Nekbe’nın nedenleri arasında Siyonist hareketin bir Yahudi devleti kurma çabaları, İngiliz Mandası dönemindeki politikalar ve Balfour Deklarasyonu, yoğun Yahudi göçü ve BM’nin taksim planı gibi karmaşık tarihî ve siyasi gelişmeler yatıyordu. Ancak sonuç, Filistinliler için tek bir kelimeyle özetlenebilirdi: Felaket. Yüzlerce köy haritadan silindi, zeytinlikler söküldü, evler yıkıldı veya başkalarına verildi. Bu, fiziksel yıkımın yanında gelen Filistin toplumunun sosyal ve kültürel dokusuna indirilen ağır bir darbeydi.

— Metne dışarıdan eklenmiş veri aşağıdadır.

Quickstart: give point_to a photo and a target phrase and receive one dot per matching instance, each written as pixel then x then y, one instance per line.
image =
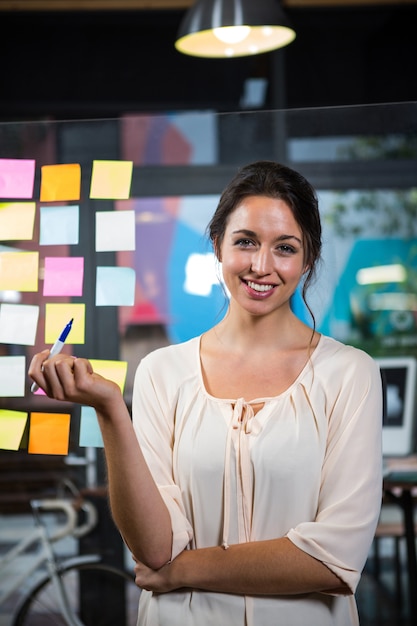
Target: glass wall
pixel 104 222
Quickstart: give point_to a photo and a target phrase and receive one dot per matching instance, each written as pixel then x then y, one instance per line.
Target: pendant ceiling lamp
pixel 233 28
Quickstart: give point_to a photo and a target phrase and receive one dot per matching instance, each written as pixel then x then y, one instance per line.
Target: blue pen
pixel 56 348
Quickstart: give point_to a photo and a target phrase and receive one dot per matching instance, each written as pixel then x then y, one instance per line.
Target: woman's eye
pixel 286 249
pixel 244 243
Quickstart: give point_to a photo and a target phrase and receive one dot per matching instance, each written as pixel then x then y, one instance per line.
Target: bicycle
pixel 64 591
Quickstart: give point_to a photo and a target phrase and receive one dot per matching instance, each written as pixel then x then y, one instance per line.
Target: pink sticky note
pixel 17 178
pixel 63 276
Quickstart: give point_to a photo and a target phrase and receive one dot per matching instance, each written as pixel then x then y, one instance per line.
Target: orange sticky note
pixel 111 180
pixel 60 182
pixel 49 433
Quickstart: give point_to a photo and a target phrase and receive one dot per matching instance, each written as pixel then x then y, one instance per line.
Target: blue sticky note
pixel 90 434
pixel 115 286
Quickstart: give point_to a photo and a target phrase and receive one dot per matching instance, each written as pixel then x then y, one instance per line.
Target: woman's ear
pixel 217 251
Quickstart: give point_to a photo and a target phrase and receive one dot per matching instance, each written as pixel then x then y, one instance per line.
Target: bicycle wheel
pixel 98 594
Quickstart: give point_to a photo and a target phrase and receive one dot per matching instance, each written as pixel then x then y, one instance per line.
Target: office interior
pixel 84 83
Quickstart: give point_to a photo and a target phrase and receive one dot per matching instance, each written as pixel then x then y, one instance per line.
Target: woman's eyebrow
pixel 251 233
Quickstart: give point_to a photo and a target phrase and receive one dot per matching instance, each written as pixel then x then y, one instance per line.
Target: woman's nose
pixel 262 261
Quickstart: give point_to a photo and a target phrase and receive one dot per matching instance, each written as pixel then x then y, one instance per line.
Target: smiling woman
pixel 239 485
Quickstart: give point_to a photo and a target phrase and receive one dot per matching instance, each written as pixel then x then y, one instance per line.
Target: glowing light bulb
pixel 232 34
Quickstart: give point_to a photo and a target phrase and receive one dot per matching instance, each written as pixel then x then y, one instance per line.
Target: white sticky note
pixel 18 323
pixel 12 376
pixel 59 225
pixel 115 286
pixel 115 230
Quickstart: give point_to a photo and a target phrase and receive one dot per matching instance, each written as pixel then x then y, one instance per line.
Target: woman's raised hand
pixel 72 379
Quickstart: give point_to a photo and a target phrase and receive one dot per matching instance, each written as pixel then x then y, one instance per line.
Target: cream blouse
pixel 306 466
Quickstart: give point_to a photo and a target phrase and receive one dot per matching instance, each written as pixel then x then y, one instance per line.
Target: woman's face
pixel 262 254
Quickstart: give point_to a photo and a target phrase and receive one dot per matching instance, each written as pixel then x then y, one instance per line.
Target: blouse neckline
pixel 261 399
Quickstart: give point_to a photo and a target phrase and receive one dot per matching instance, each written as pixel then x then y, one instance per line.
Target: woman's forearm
pixel 272 567
pixel 136 504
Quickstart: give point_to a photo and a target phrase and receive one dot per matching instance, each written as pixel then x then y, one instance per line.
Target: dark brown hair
pixel 267 178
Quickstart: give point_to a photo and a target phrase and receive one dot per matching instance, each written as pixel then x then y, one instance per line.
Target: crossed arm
pixel 272 567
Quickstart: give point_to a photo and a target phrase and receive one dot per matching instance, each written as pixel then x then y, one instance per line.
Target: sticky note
pixel 60 182
pixel 115 230
pixel 111 180
pixel 12 376
pixel 17 220
pixel 115 286
pixel 17 177
pixel 113 370
pixel 90 434
pixel 19 271
pixel 63 276
pixel 49 433
pixel 12 427
pixel 18 323
pixel 57 317
pixel 59 225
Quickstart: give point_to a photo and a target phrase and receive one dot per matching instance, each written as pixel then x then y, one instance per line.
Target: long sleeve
pixel 351 484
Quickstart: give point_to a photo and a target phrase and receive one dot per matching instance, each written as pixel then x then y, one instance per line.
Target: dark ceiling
pixel 104 64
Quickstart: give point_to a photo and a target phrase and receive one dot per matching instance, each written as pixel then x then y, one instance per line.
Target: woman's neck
pixel 282 331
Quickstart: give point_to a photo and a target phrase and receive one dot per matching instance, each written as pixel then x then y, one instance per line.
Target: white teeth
pixel 258 287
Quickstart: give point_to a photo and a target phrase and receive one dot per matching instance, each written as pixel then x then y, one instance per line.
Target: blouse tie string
pixel 243 423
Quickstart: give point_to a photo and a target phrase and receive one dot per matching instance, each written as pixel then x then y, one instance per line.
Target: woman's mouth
pixel 259 288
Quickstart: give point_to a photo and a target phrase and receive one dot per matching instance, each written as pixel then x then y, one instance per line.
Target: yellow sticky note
pixel 12 427
pixel 60 182
pixel 49 433
pixel 111 180
pixel 57 317
pixel 19 271
pixel 113 370
pixel 17 220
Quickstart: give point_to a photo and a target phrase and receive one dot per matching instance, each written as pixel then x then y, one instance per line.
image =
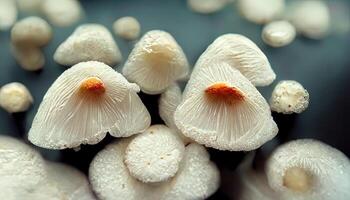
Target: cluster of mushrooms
pixel 219 108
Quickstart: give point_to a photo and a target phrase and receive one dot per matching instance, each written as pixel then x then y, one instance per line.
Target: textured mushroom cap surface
pixel 197 177
pixel 289 97
pixel 156 62
pixel 278 33
pixel 328 167
pixel 63 12
pixel 15 97
pixel 260 12
pixel 69 116
pixel 88 42
pixel 73 183
pixel 8 14
pixel 240 53
pixel 31 31
pixel 241 126
pixel 127 28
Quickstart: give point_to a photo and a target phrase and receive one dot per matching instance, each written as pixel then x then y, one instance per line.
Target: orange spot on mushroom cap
pixel 224 92
pixel 93 85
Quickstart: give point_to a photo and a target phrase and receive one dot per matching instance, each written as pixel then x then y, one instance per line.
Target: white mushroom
pixel 156 62
pixel 197 177
pixel 127 28
pixel 62 12
pixel 223 110
pixel 168 102
pixel 278 33
pixel 261 12
pixel 83 104
pixel 302 15
pixel 71 182
pixel 240 53
pixel 88 42
pixel 289 97
pixel 309 169
pixel 15 97
pixel 206 6
pixel 8 14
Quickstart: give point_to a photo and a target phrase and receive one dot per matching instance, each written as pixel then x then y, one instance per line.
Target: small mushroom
pixel 240 53
pixel 88 42
pixel 261 12
pixel 62 13
pixel 206 6
pixel 196 176
pixel 309 169
pixel 15 97
pixel 83 104
pixel 278 33
pixel 8 14
pixel 289 97
pixel 223 110
pixel 302 15
pixel 156 62
pixel 127 28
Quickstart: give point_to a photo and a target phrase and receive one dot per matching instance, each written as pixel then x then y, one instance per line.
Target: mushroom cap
pixel 127 28
pixel 197 177
pixel 289 97
pixel 15 97
pixel 242 125
pixel 328 168
pixel 8 14
pixel 240 53
pixel 278 33
pixel 206 6
pixel 156 62
pixel 260 12
pixel 71 182
pixel 31 31
pixel 88 42
pixel 168 102
pixel 63 12
pixel 69 116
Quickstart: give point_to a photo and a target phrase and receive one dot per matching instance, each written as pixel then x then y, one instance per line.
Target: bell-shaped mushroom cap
pixel 156 62
pixel 71 182
pixel 309 169
pixel 155 155
pixel 168 102
pixel 197 177
pixel 225 111
pixel 88 42
pixel 240 53
pixel 260 12
pixel 83 104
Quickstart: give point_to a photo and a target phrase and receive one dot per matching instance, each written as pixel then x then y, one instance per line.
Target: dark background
pixel 322 67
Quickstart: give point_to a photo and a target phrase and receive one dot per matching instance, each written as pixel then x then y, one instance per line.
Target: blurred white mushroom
pixel 196 178
pixel 89 42
pixel 302 15
pixel 15 97
pixel 240 53
pixel 62 12
pixel 289 97
pixel 156 62
pixel 127 28
pixel 83 104
pixel 206 6
pixel 223 110
pixel 309 169
pixel 8 14
pixel 261 12
pixel 28 36
pixel 278 33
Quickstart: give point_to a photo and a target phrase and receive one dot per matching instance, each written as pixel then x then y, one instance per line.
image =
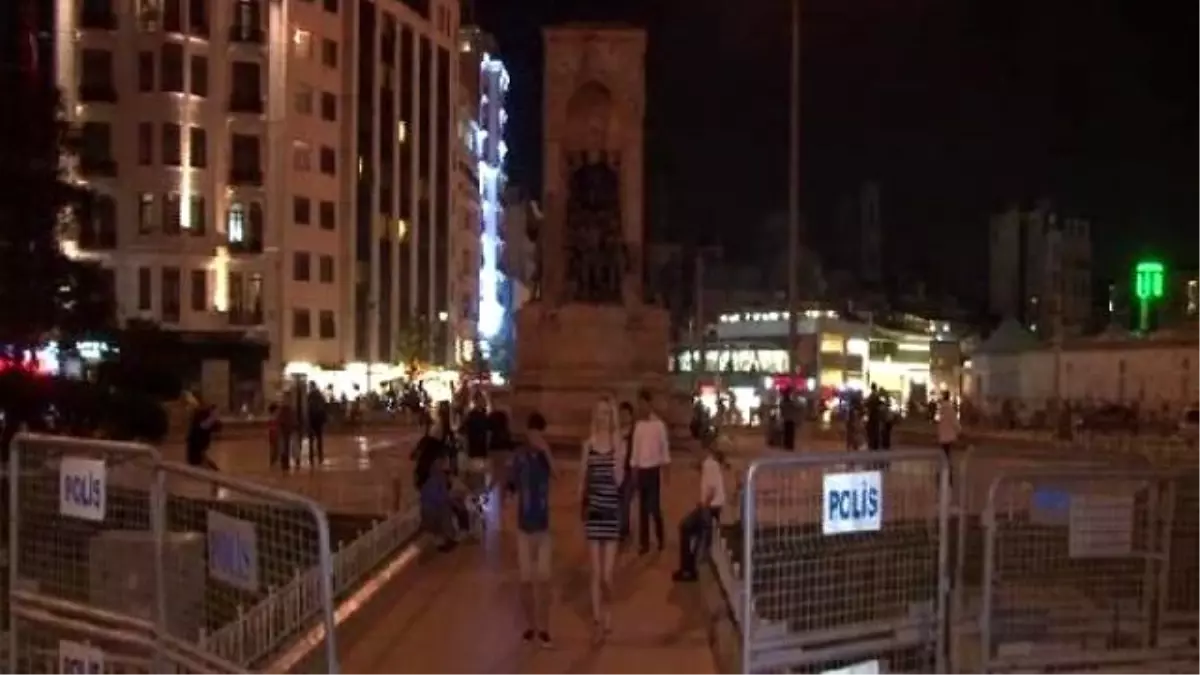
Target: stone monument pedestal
pixel 570 356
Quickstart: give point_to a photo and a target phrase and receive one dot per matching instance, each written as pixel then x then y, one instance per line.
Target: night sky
pixel 955 107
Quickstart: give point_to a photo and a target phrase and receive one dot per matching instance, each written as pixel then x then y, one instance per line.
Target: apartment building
pixel 406 135
pixel 276 172
pixel 1041 268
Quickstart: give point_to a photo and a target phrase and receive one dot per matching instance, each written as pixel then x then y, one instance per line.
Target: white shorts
pixel 533 556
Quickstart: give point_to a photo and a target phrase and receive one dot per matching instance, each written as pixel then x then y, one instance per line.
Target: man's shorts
pixel 533 556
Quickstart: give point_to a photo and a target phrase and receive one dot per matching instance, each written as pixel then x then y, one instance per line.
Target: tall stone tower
pixel 589 333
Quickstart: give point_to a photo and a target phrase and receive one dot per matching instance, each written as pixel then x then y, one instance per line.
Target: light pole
pixel 793 190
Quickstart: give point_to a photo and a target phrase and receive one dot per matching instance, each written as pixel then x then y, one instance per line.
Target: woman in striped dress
pixel 600 499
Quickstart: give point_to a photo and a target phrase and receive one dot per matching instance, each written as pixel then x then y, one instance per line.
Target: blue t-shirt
pixel 531 479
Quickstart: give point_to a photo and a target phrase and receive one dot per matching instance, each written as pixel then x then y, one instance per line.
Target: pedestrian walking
pixel 529 477
pixel 651 452
pixel 600 505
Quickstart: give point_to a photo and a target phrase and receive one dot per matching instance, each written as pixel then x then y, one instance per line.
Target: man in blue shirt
pixel 529 477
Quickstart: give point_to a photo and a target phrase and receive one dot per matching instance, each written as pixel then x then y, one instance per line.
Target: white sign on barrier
pixel 77 658
pixel 1101 525
pixel 865 668
pixel 83 489
pixel 853 502
pixel 233 550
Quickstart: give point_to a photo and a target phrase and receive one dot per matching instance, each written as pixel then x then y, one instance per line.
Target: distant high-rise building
pixel 273 169
pixel 1041 269
pixel 871 233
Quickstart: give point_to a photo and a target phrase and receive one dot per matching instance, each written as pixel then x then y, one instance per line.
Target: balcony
pixel 246 177
pixel 97 166
pixel 246 35
pixel 97 21
pixel 102 93
pixel 247 105
pixel 245 316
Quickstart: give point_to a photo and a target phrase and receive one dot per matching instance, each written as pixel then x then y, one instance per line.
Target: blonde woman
pixel 600 477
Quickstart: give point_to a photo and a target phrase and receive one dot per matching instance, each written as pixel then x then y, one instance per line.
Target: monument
pixel 588 332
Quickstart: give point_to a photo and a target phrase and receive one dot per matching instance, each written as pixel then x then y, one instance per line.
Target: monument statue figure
pixel 593 231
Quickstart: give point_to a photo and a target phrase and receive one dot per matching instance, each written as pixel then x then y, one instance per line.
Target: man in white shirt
pixel 695 530
pixel 649 459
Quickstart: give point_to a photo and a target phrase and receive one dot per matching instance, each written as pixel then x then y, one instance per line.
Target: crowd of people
pixel 624 459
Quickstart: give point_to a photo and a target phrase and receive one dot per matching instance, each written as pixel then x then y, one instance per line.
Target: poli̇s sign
pixel 853 502
pixel 76 658
pixel 233 550
pixel 83 490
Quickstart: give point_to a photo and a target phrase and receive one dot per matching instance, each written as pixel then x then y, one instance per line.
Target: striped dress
pixel 601 519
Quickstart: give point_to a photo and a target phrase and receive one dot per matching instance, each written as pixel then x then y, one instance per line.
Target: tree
pixel 42 292
pixel 413 348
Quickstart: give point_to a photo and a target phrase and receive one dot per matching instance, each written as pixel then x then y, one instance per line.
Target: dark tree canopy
pixel 43 293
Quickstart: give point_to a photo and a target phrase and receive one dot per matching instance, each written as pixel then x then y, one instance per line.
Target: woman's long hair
pixel 604 430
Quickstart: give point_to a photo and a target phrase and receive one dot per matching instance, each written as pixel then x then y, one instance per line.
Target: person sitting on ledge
pixel 696 529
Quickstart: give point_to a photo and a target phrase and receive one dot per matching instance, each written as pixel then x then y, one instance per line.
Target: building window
pixel 325 269
pixel 172 142
pixel 301 323
pixel 246 88
pixel 304 99
pixel 172 16
pixel 328 161
pixel 173 67
pixel 327 215
pixel 301 210
pixel 145 71
pixel 145 143
pixel 303 42
pixel 198 147
pixel 172 205
pixel 96 76
pixel 328 326
pixel 329 53
pixel 145 292
pixel 198 17
pixel 171 294
pixel 246 166
pixel 301 156
pixel 97 15
pixel 197 216
pixel 96 149
pixel 199 290
pixel 145 214
pixel 199 85
pixel 328 106
pixel 301 264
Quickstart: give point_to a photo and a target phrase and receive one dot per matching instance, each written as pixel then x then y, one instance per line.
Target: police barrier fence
pixel 845 561
pixel 113 529
pixel 1090 569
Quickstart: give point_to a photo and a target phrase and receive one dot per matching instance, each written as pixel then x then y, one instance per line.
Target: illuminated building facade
pixel 277 171
pixel 490 156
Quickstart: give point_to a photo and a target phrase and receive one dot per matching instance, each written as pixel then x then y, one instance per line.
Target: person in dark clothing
pixel 318 414
pixel 203 425
pixel 426 453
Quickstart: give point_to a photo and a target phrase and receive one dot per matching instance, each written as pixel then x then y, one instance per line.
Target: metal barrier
pixel 1083 572
pixel 846 563
pixel 102 531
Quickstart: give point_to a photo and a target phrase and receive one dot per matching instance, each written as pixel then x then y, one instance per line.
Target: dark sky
pixel 954 106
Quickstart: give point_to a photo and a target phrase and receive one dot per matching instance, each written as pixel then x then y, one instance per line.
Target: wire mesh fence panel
pixel 845 563
pixel 1075 565
pixel 231 543
pixel 973 471
pixel 57 645
pixel 81 524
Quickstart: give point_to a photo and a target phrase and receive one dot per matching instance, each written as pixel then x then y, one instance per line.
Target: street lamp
pixel 793 191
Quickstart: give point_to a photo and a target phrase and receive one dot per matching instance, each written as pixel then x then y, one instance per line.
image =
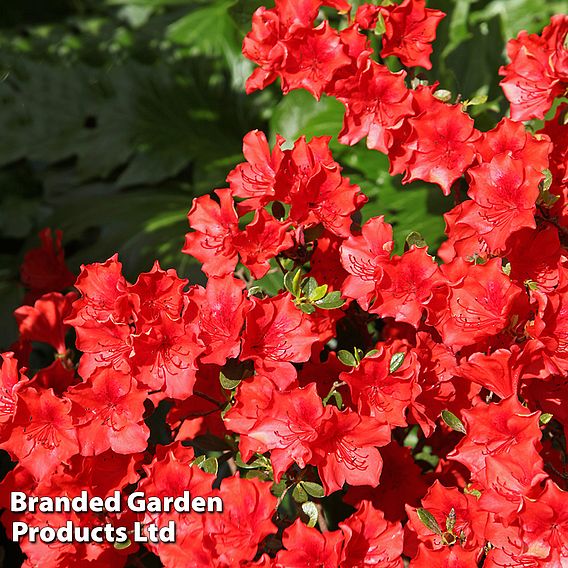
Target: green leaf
pixel 311 511
pixel 475 101
pixel 347 358
pixel 278 488
pixel 210 29
pixel 318 293
pixel 330 302
pixel 396 362
pixel 122 545
pixel 299 494
pixel 307 308
pixel 453 421
pixel 415 239
pixel 299 113
pixel 292 281
pixel 545 418
pixel 443 95
pixel 415 207
pixel 429 521
pixel 309 285
pixel 313 489
pixel 451 520
pixel 210 465
pixel 227 383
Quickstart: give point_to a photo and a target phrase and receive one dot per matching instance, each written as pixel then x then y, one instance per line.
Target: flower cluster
pixel 375 408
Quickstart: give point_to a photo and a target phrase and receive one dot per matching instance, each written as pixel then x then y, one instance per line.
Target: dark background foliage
pixel 114 114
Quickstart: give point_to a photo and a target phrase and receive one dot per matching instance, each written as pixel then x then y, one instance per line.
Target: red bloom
pixel 380 393
pixel 538 72
pixel 214 226
pixel 370 540
pixel 468 521
pixel 406 286
pixel 477 306
pixel 345 450
pixel 254 179
pixel 43 433
pixel 102 285
pixel 261 241
pixel 234 535
pixel 363 257
pixel 11 381
pixel 110 410
pixel 410 29
pixel 288 427
pixel 44 269
pixel 443 142
pixel 222 309
pixel 379 103
pixel 157 292
pixel 166 356
pixel 506 193
pixel 311 60
pixel 44 320
pixel 277 332
pixel 497 429
pixel 306 546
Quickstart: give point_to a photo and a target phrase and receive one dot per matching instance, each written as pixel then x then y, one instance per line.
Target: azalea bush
pixel 355 396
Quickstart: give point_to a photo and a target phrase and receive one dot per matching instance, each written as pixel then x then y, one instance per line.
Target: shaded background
pixel 114 114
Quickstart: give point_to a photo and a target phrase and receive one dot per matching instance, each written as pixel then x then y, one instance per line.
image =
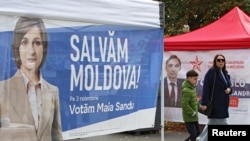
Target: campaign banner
pixel 237 65
pixel 107 76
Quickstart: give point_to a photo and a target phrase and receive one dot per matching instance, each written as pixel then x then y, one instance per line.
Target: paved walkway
pixel 144 136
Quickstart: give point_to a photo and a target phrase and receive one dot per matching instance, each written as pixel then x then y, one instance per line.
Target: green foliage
pixel 197 13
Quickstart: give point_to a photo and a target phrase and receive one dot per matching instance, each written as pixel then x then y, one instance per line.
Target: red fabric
pixel 231 31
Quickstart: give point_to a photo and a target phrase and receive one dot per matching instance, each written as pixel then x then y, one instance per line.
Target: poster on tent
pixel 104 77
pixel 238 66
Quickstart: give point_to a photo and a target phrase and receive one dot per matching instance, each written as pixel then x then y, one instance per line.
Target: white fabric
pixel 33 103
pixel 122 12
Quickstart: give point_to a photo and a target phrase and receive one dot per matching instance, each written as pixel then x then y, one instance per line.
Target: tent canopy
pixel 231 31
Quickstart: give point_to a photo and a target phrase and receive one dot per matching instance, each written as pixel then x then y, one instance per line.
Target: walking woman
pixel 216 81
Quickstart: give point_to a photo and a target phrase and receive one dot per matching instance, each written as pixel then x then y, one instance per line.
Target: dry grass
pixel 177 126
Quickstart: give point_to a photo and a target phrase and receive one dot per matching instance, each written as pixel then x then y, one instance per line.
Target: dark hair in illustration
pixel 23 25
pixel 214 62
pixel 191 73
pixel 173 57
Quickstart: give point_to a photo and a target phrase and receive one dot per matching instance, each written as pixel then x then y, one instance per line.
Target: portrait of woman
pixel 26 97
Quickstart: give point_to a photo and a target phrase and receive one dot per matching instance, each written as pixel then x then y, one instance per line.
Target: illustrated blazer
pixel 167 102
pixel 16 106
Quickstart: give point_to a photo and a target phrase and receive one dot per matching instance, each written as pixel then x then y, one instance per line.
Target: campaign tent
pixel 231 31
pixel 230 36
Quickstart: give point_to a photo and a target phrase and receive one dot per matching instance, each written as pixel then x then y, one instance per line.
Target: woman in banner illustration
pixel 216 82
pixel 172 85
pixel 27 97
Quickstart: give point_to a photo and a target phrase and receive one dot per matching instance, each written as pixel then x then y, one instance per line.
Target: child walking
pixel 189 104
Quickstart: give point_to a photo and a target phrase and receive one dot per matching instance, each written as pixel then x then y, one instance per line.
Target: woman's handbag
pixel 208 111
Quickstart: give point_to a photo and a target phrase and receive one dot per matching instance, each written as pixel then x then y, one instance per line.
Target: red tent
pixel 231 31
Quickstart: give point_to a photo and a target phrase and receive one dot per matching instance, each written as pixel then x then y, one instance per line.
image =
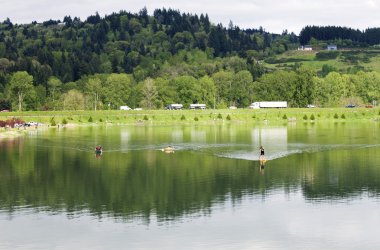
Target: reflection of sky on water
pixel 280 221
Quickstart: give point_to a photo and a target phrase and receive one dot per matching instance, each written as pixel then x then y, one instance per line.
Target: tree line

Ekim 2023: Nekbe'nin hortlayan hayaleti Gazze semalarında
Ve takvimler Ekim 202’'ü gösterdiğinde, dünya bir kez daha Orta Doğu’nun kalbindeki bu kanayan yaraya kilitlendi. Hamas’ın 7 Ekim’deki saldırılarının ardından İsrail’in Gazze Şeridi’ne başlattığı askerî operasyon, kısa sürede eşi benzeri görülmemiş bir yıkıma ve insani trajediye dönüştü. Uluslararası ajansların raporları, Gazze’de yaşananların vahametini gözler önüne seriyordu: Binlerce ton bombanın daracık bir coğrafyaya yağdırılması, on binlerce sivilin hayatını kaybetmesi, yaralanması ve bunların büyük bir çoğunluğunun kadın ve çocuklardan oluşması.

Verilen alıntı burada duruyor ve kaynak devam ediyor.